= Darryl Kyte =

Darryl Kyte is a lawyer, writer, producer and television personality in Canada. Kyte hosted the Canadian Broadcasting Corporation's International Emmy and Gemini award winning show Street Cents and has worked as a journalist and producer for a number of other CBC news television programs.

==Early life and education==

Born in Toronto, Ontario, Kyte attended Leaside High School. Kyte holds honours journalism and economics degrees from the University of King's College and Dalhousie University and a law degree from the Schulich School of Law at Dalhousie University.

==Career==

Kyte began working with Street Cents in 2000 appearing as 'Darryl the intern' on multiple episodes. In 2001 Kyte became a host of the show, a position he held for four seasons. Kyte’s co-host Kim D'Eon (2000–2003) appeared on Entertainment Tonight Canada. Kyte’s other co-hosts Alison Dixon (2003–2005) is currently a medical doctor and Connie Walker (2001–2004) continues to work with the CBC.
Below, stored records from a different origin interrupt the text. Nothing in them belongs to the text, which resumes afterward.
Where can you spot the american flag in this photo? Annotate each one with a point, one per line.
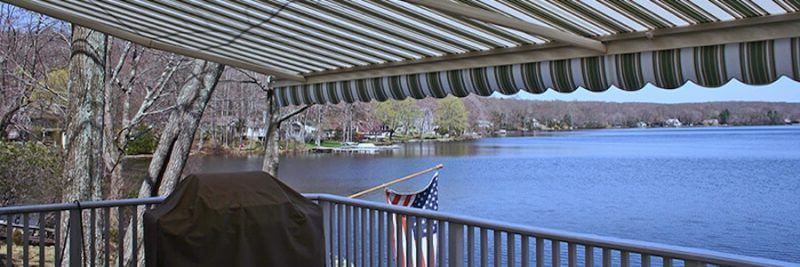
(427, 199)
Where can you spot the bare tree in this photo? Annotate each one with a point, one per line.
(273, 123)
(32, 46)
(126, 82)
(84, 163)
(176, 140)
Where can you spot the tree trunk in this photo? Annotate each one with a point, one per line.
(84, 163)
(174, 145)
(271, 137)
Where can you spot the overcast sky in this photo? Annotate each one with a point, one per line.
(784, 90)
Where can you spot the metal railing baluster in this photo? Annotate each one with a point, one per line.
(372, 232)
(326, 229)
(667, 262)
(25, 239)
(572, 258)
(484, 247)
(555, 248)
(42, 235)
(418, 241)
(645, 260)
(588, 256)
(9, 240)
(120, 238)
(498, 246)
(431, 250)
(107, 235)
(606, 257)
(525, 250)
(357, 255)
(471, 246)
(382, 237)
(693, 263)
(539, 252)
(57, 239)
(398, 229)
(409, 237)
(625, 258)
(340, 235)
(74, 236)
(510, 245)
(455, 244)
(134, 230)
(92, 239)
(364, 237)
(443, 238)
(349, 252)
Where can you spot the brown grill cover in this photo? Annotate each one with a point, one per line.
(234, 219)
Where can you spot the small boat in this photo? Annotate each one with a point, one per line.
(367, 148)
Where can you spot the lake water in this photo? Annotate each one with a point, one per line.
(731, 189)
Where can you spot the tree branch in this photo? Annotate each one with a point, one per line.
(293, 113)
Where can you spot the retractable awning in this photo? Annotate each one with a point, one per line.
(346, 51)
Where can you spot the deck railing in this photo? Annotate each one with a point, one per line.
(360, 233)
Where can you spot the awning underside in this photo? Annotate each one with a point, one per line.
(332, 51)
(753, 63)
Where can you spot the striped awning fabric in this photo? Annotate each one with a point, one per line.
(331, 51)
(753, 63)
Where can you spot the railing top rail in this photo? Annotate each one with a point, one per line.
(635, 246)
(92, 204)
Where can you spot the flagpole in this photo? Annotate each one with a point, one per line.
(384, 185)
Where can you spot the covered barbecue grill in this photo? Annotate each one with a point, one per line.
(234, 219)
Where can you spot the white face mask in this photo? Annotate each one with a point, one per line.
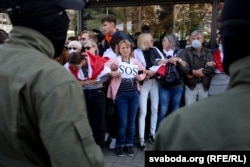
(196, 43)
(72, 51)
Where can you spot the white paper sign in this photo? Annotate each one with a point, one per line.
(128, 70)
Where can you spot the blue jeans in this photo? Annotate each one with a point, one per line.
(127, 104)
(168, 95)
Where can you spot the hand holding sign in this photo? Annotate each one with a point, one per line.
(128, 70)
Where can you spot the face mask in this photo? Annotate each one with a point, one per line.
(196, 43)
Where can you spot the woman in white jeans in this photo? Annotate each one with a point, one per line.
(148, 55)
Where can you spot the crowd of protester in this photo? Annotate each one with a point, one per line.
(113, 82)
(140, 93)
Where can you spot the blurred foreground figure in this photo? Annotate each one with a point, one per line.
(42, 109)
(220, 122)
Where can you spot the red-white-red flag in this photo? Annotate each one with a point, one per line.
(96, 66)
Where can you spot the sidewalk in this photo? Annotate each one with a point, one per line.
(138, 160)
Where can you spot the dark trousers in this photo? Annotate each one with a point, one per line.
(96, 107)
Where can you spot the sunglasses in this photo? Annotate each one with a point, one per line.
(87, 48)
(69, 48)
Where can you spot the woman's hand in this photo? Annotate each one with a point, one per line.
(114, 74)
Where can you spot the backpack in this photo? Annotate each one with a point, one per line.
(171, 77)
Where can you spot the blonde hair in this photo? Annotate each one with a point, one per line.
(93, 43)
(127, 42)
(142, 41)
(76, 44)
(92, 35)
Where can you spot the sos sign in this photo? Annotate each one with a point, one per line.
(128, 70)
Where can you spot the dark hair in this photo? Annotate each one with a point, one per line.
(75, 58)
(72, 38)
(145, 28)
(115, 41)
(3, 36)
(109, 18)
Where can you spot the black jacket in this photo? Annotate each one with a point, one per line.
(195, 62)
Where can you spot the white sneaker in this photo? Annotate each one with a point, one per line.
(112, 145)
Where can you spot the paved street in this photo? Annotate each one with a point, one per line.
(111, 160)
Kyte has worked around the world as a writer, reporter and producer for CBC’s the National, various regional newscasts and CBC Sports. Kyte has also taken part in a number of independent television programs including That News Show on TVtropolis and international health and medical media Freddie Award winning video P.A.R.T.Y.

Kyte articled and practiced at one of North America’s top music law firms.